The president of the Brookings Institution added his voice yesterday to those calling for wage and price controls to solve the nation's inflation problems.
"I hate them but I do not see the way out without them as part of the attack on inflation," Bruce MacLaury told a New York financial writers group, according to Dow Jones.
MacLaury's statement came less than 24 hours after a similar call by Barry Bosworth, a fellow Brookings economist. Bosworth served as the head of the Carter administration's anti-inflation program from early 1977 until mid-1979.
Brookings colleagues yesterday said they were a bit surprised by MacLaury's position on controls, but said that he has become convinced that in the present crisis normal economic policies will not work.

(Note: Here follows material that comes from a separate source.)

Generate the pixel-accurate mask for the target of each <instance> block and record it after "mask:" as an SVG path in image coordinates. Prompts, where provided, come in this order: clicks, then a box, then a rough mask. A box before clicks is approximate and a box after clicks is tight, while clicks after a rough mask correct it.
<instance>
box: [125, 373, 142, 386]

"MacLaury is a fiscal conservative, a pragmatist not unlike Arthur Burns (former chairman of the Federal Reserve Board)," a colleague said yesterday. Before becoming president of Brookings, a private, Washington-based think tank, MacLaury was president of the Federal Reserve Bank in Minneapolis.
In addition to wage and price controls, MacLaury told the New York group that gasoline rationing was necessary to reduce U.S. oil imports.

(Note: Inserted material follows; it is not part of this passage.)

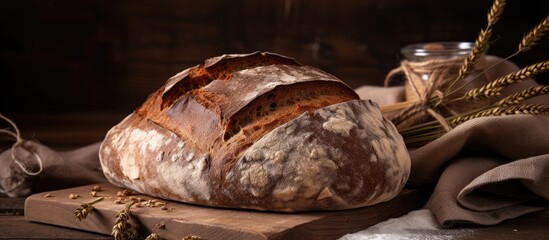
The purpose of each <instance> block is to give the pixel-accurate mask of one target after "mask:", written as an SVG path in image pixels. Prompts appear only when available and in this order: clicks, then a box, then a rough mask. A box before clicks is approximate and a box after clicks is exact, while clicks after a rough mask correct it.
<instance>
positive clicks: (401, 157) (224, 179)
mask: <svg viewBox="0 0 549 240" xmlns="http://www.w3.org/2000/svg"><path fill="white" fill-rule="evenodd" d="M100 159H101V164H102V167H103V171H104V173H105V175H106V176H107V178H108V179H109V181H111V182H112V183H113V184H115V185H118V186H122V187H126V188H130V189H133V190H136V191H138V192H141V193H145V194H149V195H152V196H156V197H161V198H165V199H170V200H175V201H181V202H186V203H192V204H200V205H207V206H215V207H228V208H248V209H261V210H272V211H288V212H291V211H308V210H337V209H348V208H356V207H362V206H367V205H372V204H376V203H379V202H383V201H387V200H390V199H391V198H393V197H394V196H396V195H397V194H398V193H399V192H400V190H401V189H402V187H403V186H404V184H405V182H406V181H407V179H408V175H409V171H410V159H409V156H408V153H407V151H406V148H405V146H404V143H403V141H402V137H401V136H400V135H399V134H398V132H397V131H396V129H395V127H394V126H393V125H392V123H391V122H389V121H388V120H386V119H384V118H383V116H382V115H381V112H380V111H379V109H378V107H377V105H376V104H375V103H372V102H371V101H368V100H360V99H358V96H357V95H356V93H355V92H354V91H353V90H352V89H350V88H349V87H348V86H347V85H345V84H344V83H343V82H342V81H340V80H338V79H337V78H335V77H334V76H332V75H330V74H328V73H325V72H323V71H321V70H318V69H315V68H312V67H309V66H302V65H301V64H299V63H297V62H296V61H294V60H293V59H290V58H287V57H283V56H280V55H276V54H272V53H253V54H247V55H223V56H220V57H216V58H212V59H209V60H206V62H205V64H204V65H198V66H195V67H192V68H189V69H186V70H184V71H182V72H180V73H178V74H176V75H175V76H173V77H172V78H170V79H169V80H168V81H167V82H166V84H165V85H164V86H163V87H162V88H160V89H159V90H158V91H156V92H154V93H153V94H151V95H150V96H149V98H148V99H147V100H146V101H145V103H144V104H143V105H142V106H140V107H139V108H138V109H137V110H135V111H134V112H133V113H132V114H130V115H129V116H127V117H126V118H125V119H124V120H123V121H122V122H120V123H119V124H118V125H116V126H114V127H113V128H112V129H111V130H110V131H109V132H108V133H107V135H106V137H105V140H104V141H103V144H102V146H101V149H100Z"/></svg>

In urging wage and price controls, MacLaury did depart somewhat from Bosworth. He told Dow Jones that he would not place controls on interest rates. Bosworth has called for mandatory controls on virtually every sector of the economy.

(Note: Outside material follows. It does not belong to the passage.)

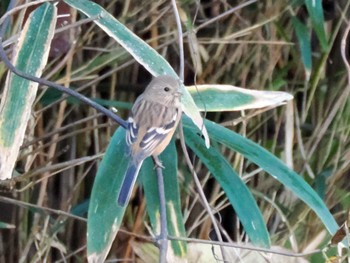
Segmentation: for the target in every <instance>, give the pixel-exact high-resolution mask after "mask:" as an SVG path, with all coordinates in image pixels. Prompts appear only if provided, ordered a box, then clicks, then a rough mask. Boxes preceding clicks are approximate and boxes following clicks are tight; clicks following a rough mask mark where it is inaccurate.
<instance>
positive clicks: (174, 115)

The call for controls appears to ally the two economists with Sen. Edward Kennedy (D-Mass.), who has called for across-the-board controls in his campaign for the Democratic presidential nomination. Kennedy also has urged gasoline rationing to help solve the nation's energy problems.
Bosworth said Wednesday that he had no part in drafting the Kennedy economic position nor was he working for the candidate.
MacLaury was not available for comment yesterday.
Federal Reserve Board Chairman Paul Volcker yesterday said that his agency's effort to curb inflation by keeping tight control over the money supply was "remarkably on target." The Fed announced a tough tight money policy Oct. 6 aimed at drying up much of the money then available for credit.
Since then, Volcker said bank lending has slowed but cautioned that "one would not expect inflation to react in that short of a period."
In other economic developments yesterday, the Congressional Budget Office predicted President Carter's budget for fiscal 1981 would have a larger deficit than the $15.8 billion projected. The CBO said the increase would range from $3 billion to $8 billion depending on the state of the economy.
The budget office based its estimate on the belief that the proceeds from the "windfall profits" tax now being deliberated in Congress would be smaller than the White House anticipated.
At the same time, CBO said the failure to cut taxes over the next five years would result in "unprecedented growth in revenues" as taxpayers are pushed into higher income tax brackets.
James McIntyre, director of the Office of Management and Budget, told the House Appropriations Committee that inflation will force taxpayers to pay $40 billion more in taxes over the next two years.
Treasury Secretary G. William Miller told the same committee that the administration was committed to the fight against inflation and therefore is not considering any tax cut.